Wondering if anyone can help me

I have a problem with my kindle. Basically I was just reading it then it went onto a screen where there is  a rectangle shape then below it is

A usb port cable and a > then a lightning bolt symbol?

The problem went away when I connected my kindle to my laptop.

Just wonder what causes this problem and what does it mean, Bit frustrating when this keeps happening..

Thanks in advance.


----------



## Ann in Arlington (Oct 27, 2008)

I'm not 100% sure from your description, but it sounds like it's basically saying it's time to charge it.  How often does it happen?


----------



## Linjeakel (Mar 17, 2010)

The screen you describe sounds like the one you normally get when you're charging. When you connect to your laptop to charge it should say "USB Drive Mode" at the top, then have a picture of a USB cord. Underneath that it tells you what to do if you want to read while charging and then it has the lightening bolt which shows it is charging.

Whatever you were seeing on your screen to begin with, that's what should appear when you connect it to your laptop.

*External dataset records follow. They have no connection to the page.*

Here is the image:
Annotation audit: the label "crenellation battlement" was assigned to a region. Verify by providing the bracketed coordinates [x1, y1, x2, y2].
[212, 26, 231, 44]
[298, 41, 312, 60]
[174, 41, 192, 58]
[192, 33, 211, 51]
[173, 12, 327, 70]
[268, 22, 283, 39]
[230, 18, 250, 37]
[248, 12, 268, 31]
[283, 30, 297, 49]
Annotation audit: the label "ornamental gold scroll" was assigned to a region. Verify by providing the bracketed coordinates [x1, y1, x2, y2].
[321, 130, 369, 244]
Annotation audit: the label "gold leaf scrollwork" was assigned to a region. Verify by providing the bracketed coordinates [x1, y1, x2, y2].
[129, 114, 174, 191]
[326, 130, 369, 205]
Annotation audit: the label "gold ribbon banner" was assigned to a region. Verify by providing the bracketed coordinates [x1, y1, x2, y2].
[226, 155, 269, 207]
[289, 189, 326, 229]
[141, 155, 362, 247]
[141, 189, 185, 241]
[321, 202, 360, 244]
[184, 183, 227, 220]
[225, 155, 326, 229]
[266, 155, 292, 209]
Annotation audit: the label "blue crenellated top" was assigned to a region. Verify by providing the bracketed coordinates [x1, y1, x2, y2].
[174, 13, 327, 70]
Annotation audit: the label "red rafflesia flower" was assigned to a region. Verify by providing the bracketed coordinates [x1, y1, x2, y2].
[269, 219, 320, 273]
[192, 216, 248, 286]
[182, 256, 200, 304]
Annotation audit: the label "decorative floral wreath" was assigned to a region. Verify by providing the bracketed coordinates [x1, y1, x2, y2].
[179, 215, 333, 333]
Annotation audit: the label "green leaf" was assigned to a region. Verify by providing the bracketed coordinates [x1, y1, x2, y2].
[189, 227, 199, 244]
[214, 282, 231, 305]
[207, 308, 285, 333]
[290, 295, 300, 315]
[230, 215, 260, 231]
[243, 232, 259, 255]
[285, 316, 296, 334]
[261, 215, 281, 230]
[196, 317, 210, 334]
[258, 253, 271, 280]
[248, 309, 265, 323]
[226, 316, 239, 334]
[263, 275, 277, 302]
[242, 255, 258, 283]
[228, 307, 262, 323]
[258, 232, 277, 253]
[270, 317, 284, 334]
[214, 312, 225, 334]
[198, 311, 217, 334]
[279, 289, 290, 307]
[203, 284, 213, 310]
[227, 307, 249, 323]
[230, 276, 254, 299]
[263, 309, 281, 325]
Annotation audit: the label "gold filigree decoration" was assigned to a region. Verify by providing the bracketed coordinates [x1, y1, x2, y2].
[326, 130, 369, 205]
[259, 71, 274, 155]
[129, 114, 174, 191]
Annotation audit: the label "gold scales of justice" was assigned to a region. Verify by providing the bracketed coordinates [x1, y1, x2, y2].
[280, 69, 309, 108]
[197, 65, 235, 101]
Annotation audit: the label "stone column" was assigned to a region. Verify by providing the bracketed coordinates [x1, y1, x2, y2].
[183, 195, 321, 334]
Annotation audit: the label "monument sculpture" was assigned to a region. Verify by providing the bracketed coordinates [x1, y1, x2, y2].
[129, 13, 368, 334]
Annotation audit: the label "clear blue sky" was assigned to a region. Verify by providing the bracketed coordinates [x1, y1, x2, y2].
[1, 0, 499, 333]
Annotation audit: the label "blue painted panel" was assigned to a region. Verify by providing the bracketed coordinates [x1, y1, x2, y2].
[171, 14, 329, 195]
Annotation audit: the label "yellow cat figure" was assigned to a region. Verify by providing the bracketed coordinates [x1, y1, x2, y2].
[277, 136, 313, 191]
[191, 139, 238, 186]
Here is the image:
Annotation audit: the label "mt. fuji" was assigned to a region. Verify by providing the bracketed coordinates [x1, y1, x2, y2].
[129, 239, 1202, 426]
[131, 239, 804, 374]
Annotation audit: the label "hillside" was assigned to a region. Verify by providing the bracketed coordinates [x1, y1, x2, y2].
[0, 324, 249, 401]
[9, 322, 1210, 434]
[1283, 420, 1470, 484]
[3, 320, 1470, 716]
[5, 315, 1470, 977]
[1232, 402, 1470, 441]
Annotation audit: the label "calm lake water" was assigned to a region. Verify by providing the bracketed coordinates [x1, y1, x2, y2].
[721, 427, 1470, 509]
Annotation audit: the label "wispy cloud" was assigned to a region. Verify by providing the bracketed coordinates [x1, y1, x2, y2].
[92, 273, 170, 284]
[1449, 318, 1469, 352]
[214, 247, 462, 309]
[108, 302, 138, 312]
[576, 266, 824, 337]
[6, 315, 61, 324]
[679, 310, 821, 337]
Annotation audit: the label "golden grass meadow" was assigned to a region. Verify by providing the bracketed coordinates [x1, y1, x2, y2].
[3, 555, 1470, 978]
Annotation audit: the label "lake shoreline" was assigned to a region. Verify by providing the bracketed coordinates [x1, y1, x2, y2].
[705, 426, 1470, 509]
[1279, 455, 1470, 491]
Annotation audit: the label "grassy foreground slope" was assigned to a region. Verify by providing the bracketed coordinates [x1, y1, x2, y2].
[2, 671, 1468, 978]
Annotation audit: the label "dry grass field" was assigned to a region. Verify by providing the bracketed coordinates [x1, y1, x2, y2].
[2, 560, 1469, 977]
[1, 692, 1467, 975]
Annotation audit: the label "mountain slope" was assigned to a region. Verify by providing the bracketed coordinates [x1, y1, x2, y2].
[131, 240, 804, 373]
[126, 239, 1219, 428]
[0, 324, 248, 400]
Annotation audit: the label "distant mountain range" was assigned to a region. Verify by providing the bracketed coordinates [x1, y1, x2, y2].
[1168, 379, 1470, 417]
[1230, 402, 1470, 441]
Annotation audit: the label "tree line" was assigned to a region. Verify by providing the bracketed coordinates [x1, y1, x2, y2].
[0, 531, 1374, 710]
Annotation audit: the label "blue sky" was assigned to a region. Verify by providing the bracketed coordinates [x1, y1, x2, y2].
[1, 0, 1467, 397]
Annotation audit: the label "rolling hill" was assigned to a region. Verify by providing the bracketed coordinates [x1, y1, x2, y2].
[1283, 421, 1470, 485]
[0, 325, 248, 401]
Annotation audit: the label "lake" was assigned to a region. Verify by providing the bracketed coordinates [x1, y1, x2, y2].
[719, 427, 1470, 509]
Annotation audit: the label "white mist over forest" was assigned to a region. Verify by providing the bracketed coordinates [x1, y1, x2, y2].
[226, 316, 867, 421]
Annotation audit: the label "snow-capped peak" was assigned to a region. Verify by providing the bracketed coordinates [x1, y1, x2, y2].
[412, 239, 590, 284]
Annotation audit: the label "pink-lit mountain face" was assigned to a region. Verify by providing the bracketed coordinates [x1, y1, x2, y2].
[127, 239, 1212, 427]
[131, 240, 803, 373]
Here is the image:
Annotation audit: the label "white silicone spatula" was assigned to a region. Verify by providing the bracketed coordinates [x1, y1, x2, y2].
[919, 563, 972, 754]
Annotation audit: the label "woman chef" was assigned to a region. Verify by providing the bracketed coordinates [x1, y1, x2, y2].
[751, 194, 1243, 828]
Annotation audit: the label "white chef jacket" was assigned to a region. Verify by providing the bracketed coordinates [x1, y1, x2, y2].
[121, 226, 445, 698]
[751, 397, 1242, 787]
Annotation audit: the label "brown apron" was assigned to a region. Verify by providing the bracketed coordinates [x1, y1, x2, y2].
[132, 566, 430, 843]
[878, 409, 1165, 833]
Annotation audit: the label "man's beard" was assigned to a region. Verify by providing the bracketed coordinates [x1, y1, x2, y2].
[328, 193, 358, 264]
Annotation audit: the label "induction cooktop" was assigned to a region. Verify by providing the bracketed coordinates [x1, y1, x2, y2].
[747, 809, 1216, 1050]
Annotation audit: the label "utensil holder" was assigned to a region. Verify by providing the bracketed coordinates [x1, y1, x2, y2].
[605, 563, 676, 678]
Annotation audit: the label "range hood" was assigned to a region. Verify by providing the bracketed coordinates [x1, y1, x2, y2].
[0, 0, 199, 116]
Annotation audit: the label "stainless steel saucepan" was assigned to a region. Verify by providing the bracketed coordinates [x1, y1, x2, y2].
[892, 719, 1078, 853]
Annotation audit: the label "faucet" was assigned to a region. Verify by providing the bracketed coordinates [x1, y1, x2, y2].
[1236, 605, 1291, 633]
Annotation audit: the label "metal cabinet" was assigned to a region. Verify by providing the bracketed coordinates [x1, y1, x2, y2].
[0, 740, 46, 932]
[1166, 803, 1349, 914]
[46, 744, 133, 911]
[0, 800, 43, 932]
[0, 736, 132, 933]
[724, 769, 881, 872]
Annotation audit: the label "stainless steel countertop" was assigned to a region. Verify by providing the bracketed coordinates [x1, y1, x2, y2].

It shouldn't disappear unless you right click the Kindle's drive letter and choose 'eject'.

Can you describe the circumstances in more detail?


----------



## WJA_89 (Jun 4, 2012)

It is completely diffeent from the USB drive mode.

it has no text explaning to eject the kindle etc.


The incident only occurs occasionally.  It is the slimeline non touch screen kindle i am using incase you wondered.

What happens is I will just be reading my kindle then randomly it will switch to this image.  No text is on the image at all

Just a large rectangle which I think is an image for the battery, The underneath is a USB power chord logo with an ">" then a Lightning bolt image (Not inside a battery) just a lightning bolt on its on.

Could this indicate that it needs charged? As I say once this image occurs the Kindle becomes completely idle

thanks again


----------



## Linjeakel (Mar 17, 2010)

Ann could be right, it does sound as if it's telling you to charge the Kindle. What does the battery indicator on the top right of your screen say - does it show almost empty?

I would suggest you keep you Kindle well charged - don't let it go down beyond half full - and see if this keeps happening.


----------



## WJA_89 (Jun 4, 2012)

The bar seems to be only half empty.


Will just reguarly charge it once a week and see if this stops the problem

Once again, Thanks for your assistance.


----------



## Ann in Arlington (Oct 27, 2008)

After your further description, I'm thinking it might be something worth contacting Kindle CS about the next time it happens.  As I recall, I get some kind of warning when the battery is too low on the kindle and it seems to me it's pretty clear that it's saying it needs to be charged.  It's not ambiguous at all.  But then, I've only very rarely let the battery go so flat.  And usually it's on a kindle that I've not used for a few days (I have several  ) and I inadvertently left the wireless on.


----------



## Betsy the Quilter (Oct 27, 2008)

WJA_89 said:


> The bar seems to be only half empty.
> 
> Will just reguarly charge it once a week and see if this stops the problem
> 
> Once again, Thanks for your assistance.


If you've not been charging the basic Kindle (non-touch) once a week, it sounds like it's the low charge indicator. I need to charge my K4 once a week.

Betsy


----------